Western Michigan did not always employ such a comprehensive plan. Before putting together what has become an eight-section, 101-page guide full of maps, resources and policies, the department took more of an informal approach to snow removal, Holysz says. Managers did document some of the tasks that needed to be done before the storms hit, but much of the removal took place on the fly.
That approach changed about 20 years ago when Holysz and his department vowed to compile a more inclusive game plan that viewed grounds as an asset. Customer service became integral to the plan, and the university’s snow manual now provides a detailed framework for the department.
Customer service also is vital to the snow-removal plan at The Cleveland (Ohio) Clinic Foundation, which features a 168-acre campus surrounding the organization’s main hospital.
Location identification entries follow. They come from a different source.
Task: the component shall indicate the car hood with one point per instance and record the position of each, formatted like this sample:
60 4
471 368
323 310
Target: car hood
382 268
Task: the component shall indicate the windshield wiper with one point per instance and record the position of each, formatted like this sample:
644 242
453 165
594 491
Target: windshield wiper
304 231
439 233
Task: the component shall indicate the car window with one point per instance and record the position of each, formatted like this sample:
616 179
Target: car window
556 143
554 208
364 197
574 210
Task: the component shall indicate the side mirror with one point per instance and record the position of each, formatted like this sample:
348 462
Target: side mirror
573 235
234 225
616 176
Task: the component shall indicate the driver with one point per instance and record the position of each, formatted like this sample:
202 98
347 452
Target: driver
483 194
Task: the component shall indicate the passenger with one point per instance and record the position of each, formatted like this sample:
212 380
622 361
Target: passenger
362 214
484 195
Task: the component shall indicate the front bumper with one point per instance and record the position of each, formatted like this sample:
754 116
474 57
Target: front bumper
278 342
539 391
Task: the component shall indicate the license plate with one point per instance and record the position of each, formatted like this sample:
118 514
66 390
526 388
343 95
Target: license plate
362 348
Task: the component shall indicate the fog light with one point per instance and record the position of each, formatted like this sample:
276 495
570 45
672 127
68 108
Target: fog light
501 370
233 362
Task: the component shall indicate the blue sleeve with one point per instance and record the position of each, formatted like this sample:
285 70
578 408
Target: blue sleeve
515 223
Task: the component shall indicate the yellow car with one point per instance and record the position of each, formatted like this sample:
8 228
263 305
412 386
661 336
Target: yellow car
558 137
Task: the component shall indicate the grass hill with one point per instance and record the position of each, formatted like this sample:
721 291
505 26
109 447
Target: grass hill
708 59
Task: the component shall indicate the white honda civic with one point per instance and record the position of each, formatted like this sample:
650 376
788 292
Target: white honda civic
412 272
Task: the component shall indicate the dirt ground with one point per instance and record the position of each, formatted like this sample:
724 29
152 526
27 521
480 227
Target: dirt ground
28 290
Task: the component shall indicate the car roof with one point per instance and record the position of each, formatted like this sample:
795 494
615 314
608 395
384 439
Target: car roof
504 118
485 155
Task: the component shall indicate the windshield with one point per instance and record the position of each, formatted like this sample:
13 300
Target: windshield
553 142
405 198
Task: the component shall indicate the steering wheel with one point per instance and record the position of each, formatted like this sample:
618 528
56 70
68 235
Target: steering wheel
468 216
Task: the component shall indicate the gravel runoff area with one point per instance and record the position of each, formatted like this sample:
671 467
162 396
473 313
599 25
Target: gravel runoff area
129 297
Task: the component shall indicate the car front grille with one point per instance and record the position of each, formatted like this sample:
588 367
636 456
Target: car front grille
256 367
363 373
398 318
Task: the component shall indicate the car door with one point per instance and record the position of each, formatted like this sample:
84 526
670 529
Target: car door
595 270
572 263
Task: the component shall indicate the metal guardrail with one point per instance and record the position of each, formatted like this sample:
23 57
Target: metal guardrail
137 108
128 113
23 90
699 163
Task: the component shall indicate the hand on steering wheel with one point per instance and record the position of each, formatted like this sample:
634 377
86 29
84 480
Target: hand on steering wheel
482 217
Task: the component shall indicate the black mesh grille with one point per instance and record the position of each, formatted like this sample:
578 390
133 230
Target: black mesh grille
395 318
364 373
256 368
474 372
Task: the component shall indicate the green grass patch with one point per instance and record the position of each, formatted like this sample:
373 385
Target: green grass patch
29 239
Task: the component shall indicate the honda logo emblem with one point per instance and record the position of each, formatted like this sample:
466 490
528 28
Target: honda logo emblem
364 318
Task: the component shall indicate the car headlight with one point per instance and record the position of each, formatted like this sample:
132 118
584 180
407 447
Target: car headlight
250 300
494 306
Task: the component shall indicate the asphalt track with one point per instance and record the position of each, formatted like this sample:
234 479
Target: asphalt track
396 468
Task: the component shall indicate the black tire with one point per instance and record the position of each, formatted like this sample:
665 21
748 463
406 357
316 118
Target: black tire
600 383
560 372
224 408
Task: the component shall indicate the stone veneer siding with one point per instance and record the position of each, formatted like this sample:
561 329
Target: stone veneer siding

The grounds department focuses on making sure the hospital campus is safe for visitors and patients.
“Basically, our motto is patients first,” says Greg Thurier, director of grounds and facilities operations at The Cleveland Clinic Foundation. “Any patient-care areas are always cleared first.”
As renovation and construction projects continue to multiply in commercial and institutional facilities, grounds departments’ plans have to account for new buildings and components heading into snow-removal season. An organization might have a comprehensive, established plan, but there always has to be room for adjustments.
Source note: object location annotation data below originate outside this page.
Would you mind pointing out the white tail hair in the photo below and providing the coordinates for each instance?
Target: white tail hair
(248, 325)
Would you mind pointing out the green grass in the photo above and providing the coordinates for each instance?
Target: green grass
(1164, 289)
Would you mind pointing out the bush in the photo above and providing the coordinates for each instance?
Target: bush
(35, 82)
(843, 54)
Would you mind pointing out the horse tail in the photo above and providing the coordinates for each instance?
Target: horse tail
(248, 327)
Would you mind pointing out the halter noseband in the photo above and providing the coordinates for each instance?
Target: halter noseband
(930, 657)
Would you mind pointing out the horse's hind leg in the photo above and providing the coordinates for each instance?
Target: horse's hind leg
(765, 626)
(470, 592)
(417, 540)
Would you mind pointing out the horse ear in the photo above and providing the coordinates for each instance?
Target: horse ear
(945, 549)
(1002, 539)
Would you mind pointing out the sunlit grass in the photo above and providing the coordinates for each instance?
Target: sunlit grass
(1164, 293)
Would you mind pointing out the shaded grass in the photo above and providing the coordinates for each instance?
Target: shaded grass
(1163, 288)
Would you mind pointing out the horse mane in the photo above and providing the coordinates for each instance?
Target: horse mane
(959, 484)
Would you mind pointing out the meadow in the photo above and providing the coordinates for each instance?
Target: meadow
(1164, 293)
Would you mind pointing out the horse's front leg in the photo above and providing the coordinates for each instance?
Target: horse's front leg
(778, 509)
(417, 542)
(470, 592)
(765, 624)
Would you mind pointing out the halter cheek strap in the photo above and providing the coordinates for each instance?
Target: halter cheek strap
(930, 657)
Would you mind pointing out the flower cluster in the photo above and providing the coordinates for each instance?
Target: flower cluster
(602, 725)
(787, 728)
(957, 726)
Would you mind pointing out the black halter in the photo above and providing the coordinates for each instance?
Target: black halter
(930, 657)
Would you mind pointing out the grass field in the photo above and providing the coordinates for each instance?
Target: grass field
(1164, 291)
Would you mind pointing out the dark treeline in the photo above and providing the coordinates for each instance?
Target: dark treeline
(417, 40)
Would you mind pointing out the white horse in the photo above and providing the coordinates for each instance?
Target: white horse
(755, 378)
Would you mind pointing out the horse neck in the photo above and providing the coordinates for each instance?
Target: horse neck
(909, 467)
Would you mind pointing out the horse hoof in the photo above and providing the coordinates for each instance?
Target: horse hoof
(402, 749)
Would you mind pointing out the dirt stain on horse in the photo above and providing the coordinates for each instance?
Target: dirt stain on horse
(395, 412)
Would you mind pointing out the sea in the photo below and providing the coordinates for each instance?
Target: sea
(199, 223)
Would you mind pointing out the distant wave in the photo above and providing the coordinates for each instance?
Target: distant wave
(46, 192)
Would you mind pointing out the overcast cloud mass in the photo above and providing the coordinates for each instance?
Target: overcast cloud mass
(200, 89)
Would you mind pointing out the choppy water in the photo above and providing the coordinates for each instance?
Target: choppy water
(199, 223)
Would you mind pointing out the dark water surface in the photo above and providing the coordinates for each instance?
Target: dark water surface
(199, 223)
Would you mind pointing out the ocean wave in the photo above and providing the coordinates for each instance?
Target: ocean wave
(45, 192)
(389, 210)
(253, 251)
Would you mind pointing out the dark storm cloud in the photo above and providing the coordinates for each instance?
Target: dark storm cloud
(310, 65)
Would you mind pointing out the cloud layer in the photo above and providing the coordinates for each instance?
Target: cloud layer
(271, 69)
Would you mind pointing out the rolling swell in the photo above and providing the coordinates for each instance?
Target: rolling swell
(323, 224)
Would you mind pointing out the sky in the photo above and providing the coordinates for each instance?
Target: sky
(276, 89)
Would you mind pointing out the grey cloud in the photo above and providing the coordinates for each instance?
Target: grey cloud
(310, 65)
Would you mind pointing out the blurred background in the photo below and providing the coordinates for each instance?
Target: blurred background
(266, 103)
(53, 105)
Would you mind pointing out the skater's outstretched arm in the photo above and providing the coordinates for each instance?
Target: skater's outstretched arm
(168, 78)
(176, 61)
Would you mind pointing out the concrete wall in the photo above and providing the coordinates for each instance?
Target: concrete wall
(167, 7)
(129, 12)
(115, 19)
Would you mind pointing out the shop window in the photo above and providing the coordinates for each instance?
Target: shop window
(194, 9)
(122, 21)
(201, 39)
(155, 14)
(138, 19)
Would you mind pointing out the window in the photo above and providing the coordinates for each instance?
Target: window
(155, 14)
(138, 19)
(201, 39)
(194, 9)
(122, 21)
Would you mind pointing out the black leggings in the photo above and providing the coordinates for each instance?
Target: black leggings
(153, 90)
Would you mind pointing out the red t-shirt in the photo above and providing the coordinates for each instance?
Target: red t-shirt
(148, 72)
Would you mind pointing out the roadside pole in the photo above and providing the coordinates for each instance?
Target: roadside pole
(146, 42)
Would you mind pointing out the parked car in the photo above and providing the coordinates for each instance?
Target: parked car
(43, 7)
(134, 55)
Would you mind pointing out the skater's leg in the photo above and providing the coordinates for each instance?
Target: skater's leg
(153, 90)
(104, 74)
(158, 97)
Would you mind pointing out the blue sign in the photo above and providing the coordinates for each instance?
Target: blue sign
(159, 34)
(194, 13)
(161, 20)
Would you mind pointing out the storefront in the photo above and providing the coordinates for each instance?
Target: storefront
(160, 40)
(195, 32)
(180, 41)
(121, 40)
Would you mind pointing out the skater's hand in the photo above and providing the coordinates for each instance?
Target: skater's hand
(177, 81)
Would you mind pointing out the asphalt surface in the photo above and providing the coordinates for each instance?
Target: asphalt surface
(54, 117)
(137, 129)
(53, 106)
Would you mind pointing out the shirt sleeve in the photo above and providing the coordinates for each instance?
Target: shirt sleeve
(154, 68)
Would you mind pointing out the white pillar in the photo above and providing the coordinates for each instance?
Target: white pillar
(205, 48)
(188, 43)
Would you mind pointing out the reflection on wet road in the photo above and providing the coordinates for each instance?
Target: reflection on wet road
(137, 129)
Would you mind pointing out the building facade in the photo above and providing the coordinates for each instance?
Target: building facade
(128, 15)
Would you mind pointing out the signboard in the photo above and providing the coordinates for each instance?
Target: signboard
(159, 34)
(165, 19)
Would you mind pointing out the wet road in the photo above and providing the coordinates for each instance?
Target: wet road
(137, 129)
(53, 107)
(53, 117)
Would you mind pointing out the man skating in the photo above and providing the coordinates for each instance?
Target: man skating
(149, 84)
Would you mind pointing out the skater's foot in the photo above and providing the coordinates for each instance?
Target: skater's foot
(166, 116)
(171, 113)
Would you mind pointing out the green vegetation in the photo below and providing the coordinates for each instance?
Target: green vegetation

“The biggest challenges will be when new entrances open up in October that we haven’t plowed before,” Thurier says. “We’ll have to make a plan to see what works and what doesn’t work.”
The grounds department at the University of Michigan in Ann Arbor is responsible for 1,500 acres. The university has a detailed snow-removal plan that lists all buildings and breaks down the campus by its loading docks, sidewalks, entryways, and parking lots. The plan spells out the person responsible for each area when the snow hits, but nothing is set in stone from year to year.
“It’s mostly tweaking, but we do expansion,” says John Lawter, associate director of plant building and grounds services at the University of Michigan. “That’s probably our biggest revamp is expansion of our existing programs. It’s more of an expansion of existing things with a lot of little tweaking on top of that.”